Granted, it also helps that we’re now no longer tourists at Citi, trying to figure out where to go and what clubs will admit us. But the Mets have come a long way, making efforts big and small. I’d urge them to keep going — to fill those remaining brick walls with pictures and artifacts and Did You Know? factoids — but the baseline is good. Citi Field feels like our place now.
I walked around happily for a half-hour, taking all this in, and then found my seat. After a bit Greg joined me and then the Mets … well, the Mets gave us everything we could have asked for . Opening Day is just one game, but the Mets couldn’t have drawn up a game more perfectly designed to reassure us. David Wright waited all of zero at-bats to bang a home run off Josh Johnson, the baseball touching down in the right-field district that seemed destined last year to be called Utleyville.

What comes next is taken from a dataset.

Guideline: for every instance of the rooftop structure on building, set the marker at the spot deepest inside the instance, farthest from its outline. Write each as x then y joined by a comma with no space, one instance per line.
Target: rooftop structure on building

Johan Santana made me feel silly for worrying about his spring, tormenting the Marlins (particularly Cameron Maybin) with his entire arsenal. The new guys delivered: Jason Bay hit 2010’s first Citi Field triple, Rod Barajas (who makes Ramon Castro look like a gazelle) roped one over Maybin’s head for a double, and Gary Matthews Jr. was flawless in a center field made treacherous by sun and swirling wind. Meanwhile, the 2010 Marlins were playing like the 2009 Mets. That was welcome too.
Greg and I spent the second half of the game amiably arguing about which numbers ought to be retired, cheered K-Rod through his inning, and trooped down a repainted back stairwell on our way to field level, the rotunda and the train. Marching down the stairs amid choruses of “LET’S GO METS!” I remarked to Greg that OK, I did find the stairs a less dramatic setting for triumphant chants than Shea’s scissored ramps had been.
“I don’t think I ever heard chants like this here last year,” Greg replied, and I nodded. A little bit sadly, but then I shrugged and let it go. That was 2009. This was just one day, and one win from a flawed Mets team, but it’s 2010. Things are already different.